Antonacci et Le Concert de la Loge impressionnent le Musée d'Orsay
Le public parisien est bien aise de rentrer dans le Musée d'Orsay pour ce concert prometteur en un lieu d'exception, mais aussi pour s'abriter du vent qui souffle en tempête dans les rues de Paris. Toutefois, dans l'Auditorium aussi il y a du vent : un beau pupitre de cinq bois qui se marient aux cinq autres instruments à cordes (violon, alto, violoncelle, contrebasse et clavecin) du Concert de la Loge dirigé depuis son violon par Julien Chauvin. Les instruments d'époque offrent de beaux élans allants, dès Don Juan, le premier morceau de Gluck au programme. Les applaudissements saluent cette beauté et redoublent avec l'entrée d'Anna Caterina Antonacci.
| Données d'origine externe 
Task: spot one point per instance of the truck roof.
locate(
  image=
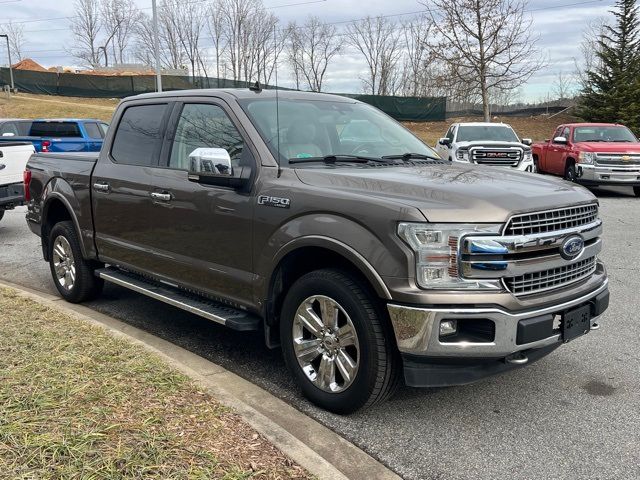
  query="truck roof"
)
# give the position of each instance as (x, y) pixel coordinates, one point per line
(240, 93)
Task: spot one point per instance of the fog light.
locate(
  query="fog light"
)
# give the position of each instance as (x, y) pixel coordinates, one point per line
(448, 327)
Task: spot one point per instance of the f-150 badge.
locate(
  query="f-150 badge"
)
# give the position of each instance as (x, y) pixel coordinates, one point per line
(277, 202)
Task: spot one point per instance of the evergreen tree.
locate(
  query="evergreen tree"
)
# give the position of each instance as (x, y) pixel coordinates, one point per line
(611, 92)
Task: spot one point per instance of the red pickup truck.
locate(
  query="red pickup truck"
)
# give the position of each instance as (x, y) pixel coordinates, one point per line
(591, 154)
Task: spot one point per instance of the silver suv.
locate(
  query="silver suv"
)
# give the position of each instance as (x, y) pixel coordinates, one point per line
(493, 144)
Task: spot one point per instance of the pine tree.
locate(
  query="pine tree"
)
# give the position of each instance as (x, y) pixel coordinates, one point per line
(612, 88)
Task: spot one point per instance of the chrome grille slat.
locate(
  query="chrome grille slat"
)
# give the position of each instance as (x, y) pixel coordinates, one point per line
(537, 282)
(544, 222)
(485, 156)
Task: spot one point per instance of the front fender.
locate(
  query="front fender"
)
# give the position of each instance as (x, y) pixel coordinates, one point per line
(374, 256)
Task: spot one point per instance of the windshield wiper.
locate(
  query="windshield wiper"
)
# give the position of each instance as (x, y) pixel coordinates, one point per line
(406, 157)
(331, 159)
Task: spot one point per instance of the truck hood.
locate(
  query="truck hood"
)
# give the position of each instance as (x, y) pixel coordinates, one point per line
(609, 147)
(487, 143)
(452, 193)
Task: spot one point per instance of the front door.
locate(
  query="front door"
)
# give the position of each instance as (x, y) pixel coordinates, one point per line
(204, 232)
(121, 188)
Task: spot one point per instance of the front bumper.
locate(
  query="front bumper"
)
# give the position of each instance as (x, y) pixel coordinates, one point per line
(529, 335)
(11, 196)
(609, 175)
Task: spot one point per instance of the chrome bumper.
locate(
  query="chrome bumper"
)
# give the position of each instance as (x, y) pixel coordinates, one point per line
(609, 174)
(417, 329)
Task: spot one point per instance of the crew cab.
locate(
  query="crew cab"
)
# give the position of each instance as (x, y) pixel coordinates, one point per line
(13, 160)
(591, 154)
(494, 144)
(55, 135)
(367, 260)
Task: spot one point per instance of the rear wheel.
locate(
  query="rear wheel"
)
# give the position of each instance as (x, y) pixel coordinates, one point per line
(72, 274)
(336, 343)
(570, 172)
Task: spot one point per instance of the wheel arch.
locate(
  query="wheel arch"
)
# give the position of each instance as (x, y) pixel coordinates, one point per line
(312, 253)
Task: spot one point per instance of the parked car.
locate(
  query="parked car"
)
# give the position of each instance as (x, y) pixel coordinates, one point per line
(495, 144)
(13, 160)
(249, 209)
(591, 154)
(56, 135)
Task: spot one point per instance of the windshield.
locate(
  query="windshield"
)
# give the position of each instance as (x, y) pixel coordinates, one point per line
(603, 134)
(320, 128)
(478, 133)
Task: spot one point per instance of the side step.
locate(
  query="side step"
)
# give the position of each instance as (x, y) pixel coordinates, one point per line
(209, 309)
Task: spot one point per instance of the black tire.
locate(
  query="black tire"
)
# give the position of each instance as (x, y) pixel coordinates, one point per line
(86, 286)
(378, 371)
(570, 174)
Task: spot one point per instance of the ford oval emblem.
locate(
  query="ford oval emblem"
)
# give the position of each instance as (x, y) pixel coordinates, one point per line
(572, 247)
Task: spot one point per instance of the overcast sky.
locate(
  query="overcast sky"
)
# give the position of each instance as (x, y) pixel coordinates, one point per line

D'emblée, le chant a l'intensité du drame et la clarté du récit. Sa prononciation du français est modèle, comme l'incarnation dramatique. Sa puissance expressive s'avère indispensable pour incarner les terribles héroïnes de Gluck que sont Iphigénie, Eurydice et Alceste, mais aussi pour justifier un vibrato très large qui met en branle une voix toujours accrochée et très sonore dans l'arène scénique faite de panneaux boisés.
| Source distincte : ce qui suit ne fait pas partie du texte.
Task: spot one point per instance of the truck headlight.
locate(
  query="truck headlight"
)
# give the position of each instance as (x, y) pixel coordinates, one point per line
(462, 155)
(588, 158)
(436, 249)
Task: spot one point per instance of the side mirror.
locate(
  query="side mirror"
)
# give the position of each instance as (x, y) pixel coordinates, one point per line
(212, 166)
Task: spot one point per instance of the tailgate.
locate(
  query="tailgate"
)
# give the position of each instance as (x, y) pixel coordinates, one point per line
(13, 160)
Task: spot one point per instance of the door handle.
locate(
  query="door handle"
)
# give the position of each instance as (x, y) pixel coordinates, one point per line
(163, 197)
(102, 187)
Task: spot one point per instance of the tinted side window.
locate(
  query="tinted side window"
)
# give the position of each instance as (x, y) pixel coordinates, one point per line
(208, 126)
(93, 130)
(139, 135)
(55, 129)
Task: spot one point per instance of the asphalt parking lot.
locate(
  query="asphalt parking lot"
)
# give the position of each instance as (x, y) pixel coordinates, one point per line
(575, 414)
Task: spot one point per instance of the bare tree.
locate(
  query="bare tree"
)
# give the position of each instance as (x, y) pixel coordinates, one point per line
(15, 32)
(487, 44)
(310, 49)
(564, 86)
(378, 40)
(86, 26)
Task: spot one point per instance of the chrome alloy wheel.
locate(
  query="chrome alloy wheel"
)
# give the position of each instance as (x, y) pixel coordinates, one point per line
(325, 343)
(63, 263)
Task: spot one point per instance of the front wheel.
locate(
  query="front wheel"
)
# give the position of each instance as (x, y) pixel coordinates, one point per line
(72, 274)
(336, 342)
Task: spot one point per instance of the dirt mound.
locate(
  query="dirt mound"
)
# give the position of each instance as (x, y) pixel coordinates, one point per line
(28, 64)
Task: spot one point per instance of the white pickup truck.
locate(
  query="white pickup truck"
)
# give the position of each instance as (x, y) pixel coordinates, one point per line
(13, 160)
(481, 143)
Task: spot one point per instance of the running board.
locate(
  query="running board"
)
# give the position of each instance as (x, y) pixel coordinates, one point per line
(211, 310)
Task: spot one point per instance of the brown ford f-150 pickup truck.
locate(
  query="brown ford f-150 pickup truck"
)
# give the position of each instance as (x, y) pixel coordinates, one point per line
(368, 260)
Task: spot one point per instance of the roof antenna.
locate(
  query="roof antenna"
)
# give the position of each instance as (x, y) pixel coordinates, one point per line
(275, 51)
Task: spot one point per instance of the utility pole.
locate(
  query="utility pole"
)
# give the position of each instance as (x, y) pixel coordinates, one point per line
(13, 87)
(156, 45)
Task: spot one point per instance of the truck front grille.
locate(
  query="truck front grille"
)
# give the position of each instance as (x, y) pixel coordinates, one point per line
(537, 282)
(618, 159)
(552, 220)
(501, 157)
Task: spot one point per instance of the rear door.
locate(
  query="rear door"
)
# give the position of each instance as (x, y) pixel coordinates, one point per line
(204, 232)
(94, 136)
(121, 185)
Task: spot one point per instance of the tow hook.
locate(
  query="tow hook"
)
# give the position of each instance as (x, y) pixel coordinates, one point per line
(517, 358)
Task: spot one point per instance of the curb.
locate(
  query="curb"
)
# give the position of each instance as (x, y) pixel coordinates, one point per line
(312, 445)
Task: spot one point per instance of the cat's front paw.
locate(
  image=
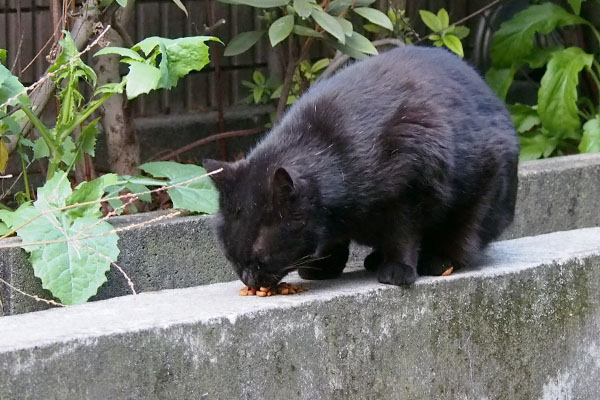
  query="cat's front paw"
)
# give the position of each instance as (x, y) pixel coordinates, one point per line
(398, 274)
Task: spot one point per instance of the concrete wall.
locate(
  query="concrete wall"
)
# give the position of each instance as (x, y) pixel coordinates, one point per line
(523, 326)
(556, 194)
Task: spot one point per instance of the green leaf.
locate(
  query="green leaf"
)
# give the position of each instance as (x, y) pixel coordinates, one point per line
(198, 196)
(514, 40)
(304, 31)
(537, 146)
(303, 8)
(181, 6)
(539, 56)
(329, 23)
(3, 157)
(576, 5)
(590, 142)
(86, 192)
(524, 117)
(68, 149)
(443, 18)
(557, 97)
(258, 77)
(87, 139)
(336, 7)
(264, 3)
(320, 64)
(178, 56)
(500, 80)
(361, 43)
(454, 44)
(350, 51)
(281, 29)
(142, 78)
(346, 26)
(121, 51)
(3, 229)
(375, 16)
(11, 87)
(40, 149)
(431, 20)
(136, 188)
(72, 270)
(242, 42)
(461, 32)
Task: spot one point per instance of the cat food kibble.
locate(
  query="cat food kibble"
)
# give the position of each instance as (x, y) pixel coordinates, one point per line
(282, 288)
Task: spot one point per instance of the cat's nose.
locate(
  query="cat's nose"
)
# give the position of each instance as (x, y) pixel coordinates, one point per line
(249, 278)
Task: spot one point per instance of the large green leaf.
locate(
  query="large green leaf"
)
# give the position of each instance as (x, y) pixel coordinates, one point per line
(281, 29)
(375, 16)
(557, 97)
(242, 42)
(198, 196)
(178, 56)
(500, 80)
(74, 269)
(329, 23)
(590, 142)
(514, 40)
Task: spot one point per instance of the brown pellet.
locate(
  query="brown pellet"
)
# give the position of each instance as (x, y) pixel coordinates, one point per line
(282, 288)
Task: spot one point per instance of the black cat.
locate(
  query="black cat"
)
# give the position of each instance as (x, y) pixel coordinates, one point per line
(408, 152)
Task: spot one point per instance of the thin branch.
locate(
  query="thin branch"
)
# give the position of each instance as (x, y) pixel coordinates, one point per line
(465, 19)
(209, 139)
(36, 298)
(77, 240)
(52, 74)
(103, 200)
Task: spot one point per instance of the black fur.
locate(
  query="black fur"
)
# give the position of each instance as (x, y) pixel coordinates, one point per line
(408, 152)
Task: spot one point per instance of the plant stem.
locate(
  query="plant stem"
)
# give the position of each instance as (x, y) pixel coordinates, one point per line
(42, 129)
(84, 115)
(24, 169)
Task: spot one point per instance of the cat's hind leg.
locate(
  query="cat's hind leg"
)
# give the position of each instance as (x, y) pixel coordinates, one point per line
(330, 262)
(373, 260)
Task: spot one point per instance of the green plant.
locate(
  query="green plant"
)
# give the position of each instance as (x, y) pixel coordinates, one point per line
(565, 118)
(71, 245)
(444, 34)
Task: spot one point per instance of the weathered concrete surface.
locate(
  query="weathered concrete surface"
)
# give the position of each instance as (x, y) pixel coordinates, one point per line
(556, 194)
(525, 326)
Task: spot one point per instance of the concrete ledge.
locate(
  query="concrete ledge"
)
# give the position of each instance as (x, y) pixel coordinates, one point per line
(556, 194)
(524, 326)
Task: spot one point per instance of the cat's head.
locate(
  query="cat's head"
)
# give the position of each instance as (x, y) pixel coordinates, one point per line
(268, 222)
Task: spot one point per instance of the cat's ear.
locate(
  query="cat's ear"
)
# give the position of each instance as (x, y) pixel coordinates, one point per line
(283, 186)
(224, 178)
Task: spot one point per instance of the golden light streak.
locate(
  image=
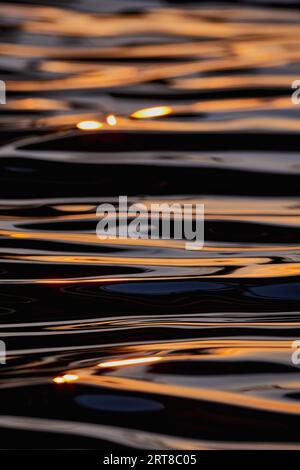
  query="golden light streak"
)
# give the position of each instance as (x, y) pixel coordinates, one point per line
(65, 378)
(89, 125)
(152, 112)
(129, 362)
(111, 120)
(58, 380)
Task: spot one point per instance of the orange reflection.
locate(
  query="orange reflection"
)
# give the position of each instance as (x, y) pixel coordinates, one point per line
(152, 112)
(65, 378)
(89, 125)
(129, 362)
(111, 120)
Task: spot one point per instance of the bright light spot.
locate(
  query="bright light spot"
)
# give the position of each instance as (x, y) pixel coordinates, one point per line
(89, 125)
(58, 380)
(129, 362)
(152, 112)
(111, 120)
(70, 377)
(65, 378)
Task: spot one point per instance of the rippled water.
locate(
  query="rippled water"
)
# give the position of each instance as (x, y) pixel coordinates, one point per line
(163, 348)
Le Concert de la Loge offre alors une nouvelle occasion d'apprécier ses talents purement instrumentaux (en même temps qu'une pause pour la chanteuse). Le Ballet des ombres heureuses d'Orphée et Eurydice répand une berceuse délicate, toute la chaleur du souffle et la douceur des crins d'archet appréciés tout au long d'un tempo très à l'aise mais nourri. Anna Caterina Antonacci revient alors pour un sommet du répertoire lyrique : "Divinités du Styx" tiré d'Alceste. Les cordes jouent très près de la touche, sur des demi-archets très inclinés. Le contact ainsi réduit entre le crin et les cordes, éloigné en outre des ouïes qui déploient la résonance, a pour effet d'offrir un son direct sur lequel s'appuient fort bien les accents de la soprano italienne. La pompe des bois figure presque les cuivres absents et contribue à porter Antonacci jusqu'aux aigus et aux bravi.
Après l'entracte, Julien Chauvin rejoint en premier violon le quatuor à cordes, dans le creux duquel se love la chanteuse, le tout soutenu par un piano à queue, pour interpréter le Poème de l'amour et de la mer composé par Ernest Chausson. L'accompagnement se déploie sans retenir ses grandes vagues d'harmonieuses couleurs. Les ondes traversent le quatuor, se passent entre les instruments, les vagues écument avant de se synchroniser en grandes marées sur la ligne de flottaison offerte par le piano. Antonacci sait aussi bien se laisser porter par cette mer, qu'affronter les tempêtes déchaînées. La puissance vocale lui offre pour ce faire un appui qui diminue toutefois l'intelligibilité du texte.
Le mélomane reste cependant admiratif devant ces musiciens capables de défendre deux répertoires que beaucoup d'éléments opposent et le public offre aux artistes un tourbillon d'acclamations à travers trois rappels.